Bluff Point Methodist
Kids church continues on Saturday. Contact Pastor Sandi if your child or grandchild would like to attend. This past week the children celebrated their mothers, speaking of goodness, faithfulness and love.
Our scripture lesson was from Genesis 29: 15-30. Pastor Sandi’s sermon for Mother’s Day Sunday looked at Rachel. Rachel was small and the youngest daughter in her family. She also was a shepherdess. She had authority in her life. She, however, had a lot of pent-up anger and could have a mean spirit. She was graceful and beautiful. Rachel was Jacob’s favorite. Sandi asked if we were a Rachel? God created us for goodness. We learn every day. We are not perfect, but often make our lives complicated.
Little by little we are coming back from the Covid year. Hymnals and Bibles will now. reappear. We also will be able to write prayer requests on our prayer cards. After services, weather permitting, bring a lawn chair for distanced socialization and fellowship in the parking lot.
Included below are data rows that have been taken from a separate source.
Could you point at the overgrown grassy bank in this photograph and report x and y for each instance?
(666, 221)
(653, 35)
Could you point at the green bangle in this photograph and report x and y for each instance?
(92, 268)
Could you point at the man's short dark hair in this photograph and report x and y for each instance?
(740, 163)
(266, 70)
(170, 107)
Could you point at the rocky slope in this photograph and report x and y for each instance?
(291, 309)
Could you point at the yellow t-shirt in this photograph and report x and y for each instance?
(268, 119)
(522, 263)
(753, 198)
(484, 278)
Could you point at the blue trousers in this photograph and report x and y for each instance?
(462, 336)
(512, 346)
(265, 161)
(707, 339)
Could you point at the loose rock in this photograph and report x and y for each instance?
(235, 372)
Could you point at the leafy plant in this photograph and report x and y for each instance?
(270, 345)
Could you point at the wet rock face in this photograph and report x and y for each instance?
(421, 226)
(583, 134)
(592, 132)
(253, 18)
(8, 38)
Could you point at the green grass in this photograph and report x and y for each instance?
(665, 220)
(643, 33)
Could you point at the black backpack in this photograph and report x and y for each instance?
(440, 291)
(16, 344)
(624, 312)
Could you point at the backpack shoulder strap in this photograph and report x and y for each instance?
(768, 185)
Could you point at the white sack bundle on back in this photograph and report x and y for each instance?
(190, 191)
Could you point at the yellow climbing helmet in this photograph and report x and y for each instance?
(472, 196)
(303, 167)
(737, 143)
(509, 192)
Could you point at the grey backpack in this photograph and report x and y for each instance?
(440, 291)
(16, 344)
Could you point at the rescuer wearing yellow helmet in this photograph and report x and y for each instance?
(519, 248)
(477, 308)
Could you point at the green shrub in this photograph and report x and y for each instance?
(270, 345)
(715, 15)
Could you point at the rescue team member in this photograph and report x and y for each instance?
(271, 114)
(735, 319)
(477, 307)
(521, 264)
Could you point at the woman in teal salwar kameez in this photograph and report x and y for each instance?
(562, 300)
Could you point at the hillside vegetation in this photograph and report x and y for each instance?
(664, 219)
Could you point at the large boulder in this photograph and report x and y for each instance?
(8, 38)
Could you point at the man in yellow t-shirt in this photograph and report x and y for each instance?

You can also bring your own refreshments.
We have had several recent anniversaries, including the Morehouse’s, the Westerdahl’s and the Sutherland’s. Congratulations to all. Billy Lavin has recently graduated from Geneseo with an engineering degree, and Anna Detar will soon graduate with a degree in Social Work. We are proud of our graduates!
Continuing with our study of women, Pastor Sandi examined Leah, as described in Genesis 30. Leah was Rachel’s older sister. How do you feel if you know you are first but you are treated as second? Jacob did not love Leah. Leah was also jealous of Rachel, as she had taken away her husband Jacob. We looked at God having a plan and a kingdom. God used Leah and Rachel as producing sons for his kingdom. Leah’s tragedy reminds us how important love is. God worked through this troubled family to accomplish his will, even though there was much suffering involved.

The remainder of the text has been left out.